Chicken and Rigatoni with Spicy Marinara and Mozzarella

Perky rigatoni, tossed with spicy marinara, studded with chicken, and topped with chunks of fresh mozzarella and grated parmesan. This "pantry-raid" meal is ridiculously easy; and you need just two pans and about 30 minutes. Your palate is about to be blown away.

I'm serious - this is a show-stopping, intensely flavorful meal. And it's the ultimate "raid-the-spice-rack" recipe. No chopping onions or garlic. No shredding cheese. Just cook the pasta in one pan and make the chicken and sauce in the other. Then... combine the two, bake for 5 and HELLO! Your new favorite dinner just dropped. Like a boss.
And you can serve everything right-from-the-skillet. My favorite kinda meal!

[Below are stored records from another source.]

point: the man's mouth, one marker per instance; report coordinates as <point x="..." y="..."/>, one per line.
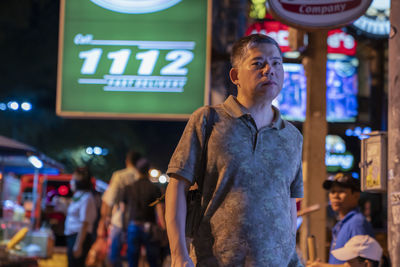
<point x="269" y="83"/>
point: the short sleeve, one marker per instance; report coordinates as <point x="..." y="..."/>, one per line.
<point x="88" y="210"/>
<point x="296" y="187"/>
<point x="110" y="194"/>
<point x="186" y="158"/>
<point x="361" y="226"/>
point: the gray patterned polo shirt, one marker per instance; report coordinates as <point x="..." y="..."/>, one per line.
<point x="251" y="175"/>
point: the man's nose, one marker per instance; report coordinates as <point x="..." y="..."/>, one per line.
<point x="267" y="69"/>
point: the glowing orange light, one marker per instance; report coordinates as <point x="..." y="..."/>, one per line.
<point x="63" y="190"/>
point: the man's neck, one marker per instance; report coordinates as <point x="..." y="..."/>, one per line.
<point x="343" y="214"/>
<point x="261" y="111"/>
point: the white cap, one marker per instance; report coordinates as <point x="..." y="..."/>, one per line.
<point x="359" y="245"/>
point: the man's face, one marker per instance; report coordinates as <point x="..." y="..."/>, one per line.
<point x="260" y="73"/>
<point x="342" y="199"/>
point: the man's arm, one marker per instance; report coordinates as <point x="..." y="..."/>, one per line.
<point x="175" y="215"/>
<point x="160" y="215"/>
<point x="293" y="213"/>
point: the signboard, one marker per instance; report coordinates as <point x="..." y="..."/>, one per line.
<point x="274" y="29"/>
<point x="337" y="158"/>
<point x="339" y="42"/>
<point x="373" y="163"/>
<point x="341" y="91"/>
<point x="376" y="21"/>
<point x="133" y="59"/>
<point x="317" y="14"/>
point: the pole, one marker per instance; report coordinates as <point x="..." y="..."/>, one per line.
<point x="394" y="137"/>
<point x="314" y="132"/>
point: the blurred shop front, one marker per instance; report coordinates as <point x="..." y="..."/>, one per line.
<point x="22" y="241"/>
<point x="356" y="97"/>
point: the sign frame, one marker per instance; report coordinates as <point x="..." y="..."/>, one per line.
<point x="373" y="163"/>
<point x="128" y="116"/>
<point x="279" y="12"/>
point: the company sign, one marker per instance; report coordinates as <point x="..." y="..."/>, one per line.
<point x="133" y="59"/>
<point x="317" y="14"/>
<point x="340" y="42"/>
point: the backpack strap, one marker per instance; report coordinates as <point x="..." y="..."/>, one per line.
<point x="210" y="121"/>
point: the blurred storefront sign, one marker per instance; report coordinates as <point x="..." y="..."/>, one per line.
<point x="133" y="59"/>
<point x="373" y="163"/>
<point x="317" y="14"/>
<point x="339" y="42"/>
<point x="337" y="158"/>
<point x="375" y="22"/>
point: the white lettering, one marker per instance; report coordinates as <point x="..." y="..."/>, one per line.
<point x="321" y="10"/>
<point x="83" y="39"/>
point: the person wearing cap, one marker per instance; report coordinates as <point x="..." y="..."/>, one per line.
<point x="344" y="194"/>
<point x="360" y="250"/>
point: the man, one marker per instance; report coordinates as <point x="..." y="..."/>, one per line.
<point x="359" y="251"/>
<point x="141" y="217"/>
<point x="110" y="209"/>
<point x="253" y="171"/>
<point x="344" y="194"/>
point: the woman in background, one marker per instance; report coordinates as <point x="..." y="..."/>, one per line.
<point x="80" y="218"/>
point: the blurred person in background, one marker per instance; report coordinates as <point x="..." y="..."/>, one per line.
<point x="141" y="217"/>
<point x="111" y="213"/>
<point x="359" y="251"/>
<point x="81" y="216"/>
<point x="344" y="196"/>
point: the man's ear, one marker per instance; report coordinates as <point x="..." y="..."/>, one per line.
<point x="233" y="74"/>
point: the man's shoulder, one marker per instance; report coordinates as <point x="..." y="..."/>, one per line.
<point x="358" y="218"/>
<point x="292" y="130"/>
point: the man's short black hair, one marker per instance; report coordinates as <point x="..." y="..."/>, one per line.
<point x="241" y="46"/>
<point x="132" y="156"/>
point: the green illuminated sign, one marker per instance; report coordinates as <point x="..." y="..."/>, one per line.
<point x="133" y="59"/>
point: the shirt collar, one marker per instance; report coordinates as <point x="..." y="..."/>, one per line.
<point x="236" y="110"/>
<point x="349" y="215"/>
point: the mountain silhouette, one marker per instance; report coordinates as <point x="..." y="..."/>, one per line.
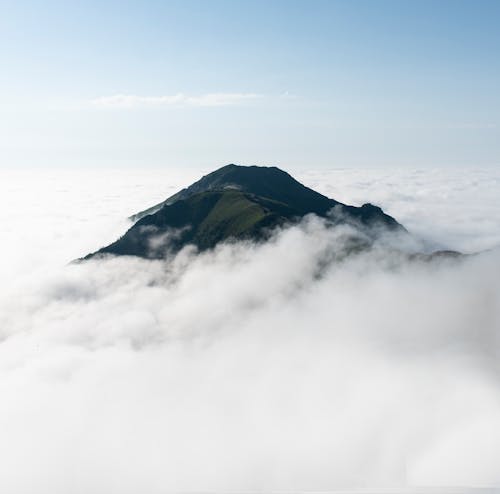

Chicken and Rigatoni with Spicy Marinara and Mozzarella
Note: If you don't have an oven-proof skillet, transfer the chicken and sauce to a casserole dish before topping with the cheese and baking. 

1 pound rigatoni pasta
1 tablespoon olive oil
1 pound boneless skinless chicken breasts, cut into bite-size pieces
Salt and freshly ground black pepper
2 cups tomato sauce, from a carton or can
1 teaspoon dried basil
1 teaspoon dried oregano
1 teaspoon crushed red pepper flakes, plus more for serving
1/2 teaspoon onion powder
1/2 teaspoon granulated garlic or garlic powder
4 ounces fresh mozzarella, cut into 2-inch pieces
Grated parmesan cheese for serving
Fresh parsley or basil leaves for serving, optional

Preheat the oven to 350 degrees.
Cook the rigatoni according to the package directions. Drain and cover with foil to keep warm.
Meanwhile, heat the oil in a large, oven-proof skillet over medium-high heat. Add the chicken and cook until browned on all sides, stirring frequently. Season the chicken with salt and pepper. Add the tomato sauce, basil, oregano, red pepper flakes, onion, and garlic and bring to a simmer. Reduce the heat to low, partially cover and simmer for 5 to 10 minutes (you can't go wrong here; 5 is enough, 10 isn't too much, especially if you need to wait for the pasta to finish).
Fold in the rigatoni. Remove the pan from the heat and top the chicken and pasta with the mozzarella. Cover with foil and bake for 5 minutes. Uncover and bake for 3 to 5 more minutes, until the cheese melts.
Top with parmesan cheese, more red pepper flakes and parsley/basil (if using).